Miller also notes that an Intel version of the Mac Mini remains available. But it hardly matters for Apple to have technically missed its goal since all of its mainstream Macs have transitioned to its own silicon, and it has released an entirely new Mac — in the form of the Mac Studio — and begun the rollout of its second generation of chips in that timeframe. Also, it sure helps that people love these new Macs.
Update: The December 18 version of Mark Gurman’s newsletter contains more details about the forthcoming Mac Pro:
An M2 Extreme [Gurman’s own term for two M2 Ultras] chip would have doubled that to 48 CPU cores and 152 graphics cores. But here’s the bad news: The company has likely scrapped that higher-end configuration, which may disappoint Apple’s most demanding users — the photographers, editors and programmers who prize that kind of computing power.

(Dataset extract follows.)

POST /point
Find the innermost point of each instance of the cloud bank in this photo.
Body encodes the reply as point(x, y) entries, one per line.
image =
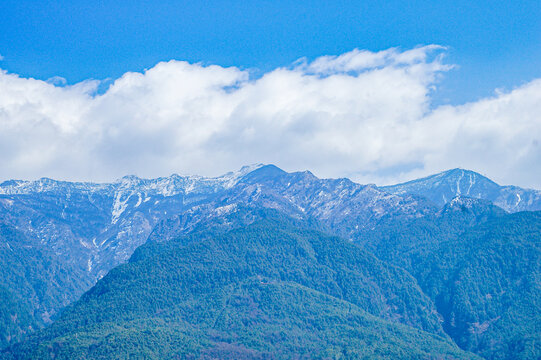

Instead, the Mac Pro is expected to rely on a new-generation M2 Ultra chip (rather than the M1 Ultra) and will retain one of its hallmark features: easy expandability for additional memory, storage and other components.
I am interested to see how this works in practice. One of the trademarks of Macs based on Apple’s silicon is the deep integration of all these components, ostensibly for performance reasons.